Simulating Knitted Cloth at the Yarn Level

[see @kaldor2008simulating] In this pioneering research endeavor, the focus was squarely set on revolutionizing the conventional woven fabric model employed in fabric simulation by introducing a paradigm shift of adopting the interlocking loops characteristic of knitted fabrics. This is separate from the previous paper as it focuses less on recreating behavior but on simulating the yarn itself as one continuous thread at tension. This transformative departure represents a fundamental reorientation in the approach to fabric simulation, shifting the layer of analysis from the collective movement of an entire sheet of fabric to the intricate behavior of individual strands of yarn as mentioned.

The crux of this methodological shift lies in the nuanced simulation of yarn parameters, a departure from the more generalized approach inherent in traditional woven fabric simulations. By delving into the intricate characteristics of yarn such as tensile strength, weave, and fiber content, researchers sought to capture the complexities that arise from the interlocking loops present in knitted fabrics. This granular analysis enables a more detailed and faithful representation of the dynamic interplay between yarn strands, uncovering subtleties in movement, tension, and deformation that are integral to the authentic behavior of knitted fabrics.

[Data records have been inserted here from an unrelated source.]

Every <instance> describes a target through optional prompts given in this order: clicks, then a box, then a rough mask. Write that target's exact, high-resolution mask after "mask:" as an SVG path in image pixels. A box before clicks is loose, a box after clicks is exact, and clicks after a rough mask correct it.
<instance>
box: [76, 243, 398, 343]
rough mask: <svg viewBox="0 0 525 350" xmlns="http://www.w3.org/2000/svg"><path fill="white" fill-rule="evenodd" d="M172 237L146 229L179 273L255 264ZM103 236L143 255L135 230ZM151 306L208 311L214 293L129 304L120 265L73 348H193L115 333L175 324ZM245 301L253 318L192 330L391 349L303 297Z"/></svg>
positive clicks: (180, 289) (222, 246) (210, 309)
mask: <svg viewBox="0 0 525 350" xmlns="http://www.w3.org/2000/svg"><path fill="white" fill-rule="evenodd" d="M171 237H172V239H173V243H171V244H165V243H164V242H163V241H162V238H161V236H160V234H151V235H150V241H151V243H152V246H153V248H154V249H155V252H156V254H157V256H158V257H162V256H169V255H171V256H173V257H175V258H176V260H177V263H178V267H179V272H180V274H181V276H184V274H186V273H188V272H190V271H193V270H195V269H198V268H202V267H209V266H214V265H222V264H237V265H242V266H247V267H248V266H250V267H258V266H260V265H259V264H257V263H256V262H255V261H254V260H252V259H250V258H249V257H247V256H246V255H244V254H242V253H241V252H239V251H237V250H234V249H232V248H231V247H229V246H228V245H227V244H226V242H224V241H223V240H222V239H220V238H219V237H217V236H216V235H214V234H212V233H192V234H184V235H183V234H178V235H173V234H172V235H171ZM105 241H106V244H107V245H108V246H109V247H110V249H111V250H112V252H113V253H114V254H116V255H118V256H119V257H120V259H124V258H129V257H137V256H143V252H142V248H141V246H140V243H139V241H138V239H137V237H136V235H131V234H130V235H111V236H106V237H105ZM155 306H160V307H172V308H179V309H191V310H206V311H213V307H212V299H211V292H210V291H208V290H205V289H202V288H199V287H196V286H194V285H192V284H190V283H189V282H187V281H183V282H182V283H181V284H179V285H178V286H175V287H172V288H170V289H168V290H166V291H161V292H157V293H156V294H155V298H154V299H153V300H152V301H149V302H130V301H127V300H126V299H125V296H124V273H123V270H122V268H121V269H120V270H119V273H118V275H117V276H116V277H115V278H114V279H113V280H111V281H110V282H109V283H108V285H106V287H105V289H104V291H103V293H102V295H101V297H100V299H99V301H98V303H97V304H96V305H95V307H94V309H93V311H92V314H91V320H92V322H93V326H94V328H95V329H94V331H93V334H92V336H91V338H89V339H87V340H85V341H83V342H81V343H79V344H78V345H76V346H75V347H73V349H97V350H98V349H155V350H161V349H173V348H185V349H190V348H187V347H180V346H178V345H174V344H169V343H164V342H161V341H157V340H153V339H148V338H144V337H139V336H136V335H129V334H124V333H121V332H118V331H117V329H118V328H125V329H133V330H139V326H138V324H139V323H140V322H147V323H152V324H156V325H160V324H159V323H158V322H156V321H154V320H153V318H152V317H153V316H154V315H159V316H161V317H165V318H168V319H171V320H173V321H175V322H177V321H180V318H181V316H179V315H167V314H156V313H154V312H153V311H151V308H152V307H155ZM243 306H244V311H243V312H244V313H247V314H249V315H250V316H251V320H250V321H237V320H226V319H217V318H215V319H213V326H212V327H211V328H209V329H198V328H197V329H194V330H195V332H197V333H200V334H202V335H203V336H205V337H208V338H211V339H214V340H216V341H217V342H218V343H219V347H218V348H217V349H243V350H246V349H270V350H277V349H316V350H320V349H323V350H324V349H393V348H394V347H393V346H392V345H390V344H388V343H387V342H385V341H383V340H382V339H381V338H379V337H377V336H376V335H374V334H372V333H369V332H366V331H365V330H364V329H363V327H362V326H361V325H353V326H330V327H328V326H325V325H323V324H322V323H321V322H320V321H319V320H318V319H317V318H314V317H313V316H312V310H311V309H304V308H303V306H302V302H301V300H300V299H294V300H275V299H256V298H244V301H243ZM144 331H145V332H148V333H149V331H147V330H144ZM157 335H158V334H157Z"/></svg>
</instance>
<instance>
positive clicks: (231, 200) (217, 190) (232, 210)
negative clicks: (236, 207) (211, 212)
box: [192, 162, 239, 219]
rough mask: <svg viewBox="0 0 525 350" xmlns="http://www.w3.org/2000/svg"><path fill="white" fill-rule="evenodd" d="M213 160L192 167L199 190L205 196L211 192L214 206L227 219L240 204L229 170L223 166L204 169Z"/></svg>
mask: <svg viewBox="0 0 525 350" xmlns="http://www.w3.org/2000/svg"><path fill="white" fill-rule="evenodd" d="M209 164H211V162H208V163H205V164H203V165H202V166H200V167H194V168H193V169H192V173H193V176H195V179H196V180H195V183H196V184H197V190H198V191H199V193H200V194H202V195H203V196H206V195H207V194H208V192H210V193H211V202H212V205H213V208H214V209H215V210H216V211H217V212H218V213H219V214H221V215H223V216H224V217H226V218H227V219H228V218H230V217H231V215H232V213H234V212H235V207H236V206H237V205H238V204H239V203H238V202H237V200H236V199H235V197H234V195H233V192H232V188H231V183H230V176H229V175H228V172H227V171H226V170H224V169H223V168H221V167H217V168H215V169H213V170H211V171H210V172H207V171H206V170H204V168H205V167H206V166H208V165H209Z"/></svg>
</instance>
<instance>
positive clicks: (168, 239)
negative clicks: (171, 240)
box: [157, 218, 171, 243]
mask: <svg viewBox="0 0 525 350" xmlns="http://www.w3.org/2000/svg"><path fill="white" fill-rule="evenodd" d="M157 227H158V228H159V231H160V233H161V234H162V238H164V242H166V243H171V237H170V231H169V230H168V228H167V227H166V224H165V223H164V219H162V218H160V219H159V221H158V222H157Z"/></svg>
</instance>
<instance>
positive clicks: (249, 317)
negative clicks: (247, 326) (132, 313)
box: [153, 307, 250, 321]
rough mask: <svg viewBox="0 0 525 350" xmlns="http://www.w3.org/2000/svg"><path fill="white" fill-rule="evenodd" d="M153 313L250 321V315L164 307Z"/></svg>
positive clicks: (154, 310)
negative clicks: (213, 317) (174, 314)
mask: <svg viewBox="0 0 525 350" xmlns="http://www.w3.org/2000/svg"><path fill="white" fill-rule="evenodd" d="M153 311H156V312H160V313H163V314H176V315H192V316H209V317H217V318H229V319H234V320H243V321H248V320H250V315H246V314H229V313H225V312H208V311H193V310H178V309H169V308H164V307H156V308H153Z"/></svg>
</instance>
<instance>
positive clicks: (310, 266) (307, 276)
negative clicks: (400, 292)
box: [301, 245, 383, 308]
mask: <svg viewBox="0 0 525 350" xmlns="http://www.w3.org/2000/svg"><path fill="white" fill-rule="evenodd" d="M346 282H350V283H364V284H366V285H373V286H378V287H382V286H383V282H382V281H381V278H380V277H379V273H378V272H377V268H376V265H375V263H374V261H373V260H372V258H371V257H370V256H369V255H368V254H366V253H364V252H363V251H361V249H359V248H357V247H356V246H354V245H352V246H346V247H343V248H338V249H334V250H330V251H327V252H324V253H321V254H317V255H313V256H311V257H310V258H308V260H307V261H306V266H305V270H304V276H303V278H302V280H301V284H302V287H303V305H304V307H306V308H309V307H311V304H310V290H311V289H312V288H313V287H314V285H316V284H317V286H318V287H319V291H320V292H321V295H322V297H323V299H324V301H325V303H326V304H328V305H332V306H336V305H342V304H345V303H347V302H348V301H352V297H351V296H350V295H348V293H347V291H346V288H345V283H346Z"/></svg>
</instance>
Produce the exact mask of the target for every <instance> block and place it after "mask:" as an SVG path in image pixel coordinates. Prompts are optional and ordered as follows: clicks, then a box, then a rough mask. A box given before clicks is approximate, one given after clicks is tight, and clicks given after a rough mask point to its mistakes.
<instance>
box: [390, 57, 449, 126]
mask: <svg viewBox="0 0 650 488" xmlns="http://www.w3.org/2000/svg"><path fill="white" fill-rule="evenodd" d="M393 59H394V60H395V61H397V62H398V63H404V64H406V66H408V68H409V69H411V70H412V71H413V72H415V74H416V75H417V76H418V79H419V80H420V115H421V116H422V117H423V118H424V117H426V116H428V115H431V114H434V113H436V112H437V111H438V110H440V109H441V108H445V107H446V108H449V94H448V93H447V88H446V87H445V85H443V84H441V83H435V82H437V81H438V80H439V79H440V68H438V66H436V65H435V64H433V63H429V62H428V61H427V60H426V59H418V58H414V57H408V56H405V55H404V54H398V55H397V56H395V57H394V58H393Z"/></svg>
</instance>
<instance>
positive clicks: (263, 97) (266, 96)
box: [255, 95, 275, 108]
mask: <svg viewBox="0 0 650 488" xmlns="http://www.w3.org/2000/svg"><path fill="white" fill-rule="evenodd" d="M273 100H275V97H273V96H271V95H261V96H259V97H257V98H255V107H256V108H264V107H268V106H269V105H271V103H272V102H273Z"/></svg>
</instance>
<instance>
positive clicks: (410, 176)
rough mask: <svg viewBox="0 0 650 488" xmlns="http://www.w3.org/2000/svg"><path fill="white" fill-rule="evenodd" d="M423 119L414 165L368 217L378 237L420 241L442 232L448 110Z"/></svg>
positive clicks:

The essence of this approach lies not only in the simulation of individual yarn strands but also in the subsequent extrapolation of these micro-level behaviors to construct larger scale models. Singular loops may be easy to model for instance, but simulating thousands all interacting with each other is a much more computationally dense task which this paper achieved. The ability to reproduce intricate yarn behaviors over broader fabric surfaces holds immense promise in advancing the understanding of knitted fabrics’ dynamic response to external forces, contributing to a more nuanced comprehension of their mechanical properties.

As this research ushers in a new era of fabric simulation methodologies, the implications extend beyond the immediate confines of academia. Industries reliant on accurate fabric representation, such as fashion, textiles, and materials science, stand to benefit significantly from these advancements in simulating fabrics before producing them or by modeling cuts of fabric before they are produced.. The potential for this novel approach to inform design processes, enhance manufacturing efficiency, and foster innovation across various sectors underscores the far-reaching impact of this paradigm change in fabric simulation.

Questions for Research

  1. What relationships exist between known parameters?
  2. Are there groupings outside of known parameters that better represent the data?
  3. Are there any parameters that overlap and could reduce redundancy?
  4. What sort of keywords are most often used in pattern descriptions?
  5. What ways are there to measure popularity of a specific pattern?
  6. How could a more tailored recommendation algorithm be built?
  7. Are some pattern types more popular than others?
  8. Could a machine learning process determine the kind of garment by the parameters?
  9. How could pattern data be best correlated with real world trends if at all?
  10. What parameters could be used to create a more succinct pattern browsing experience?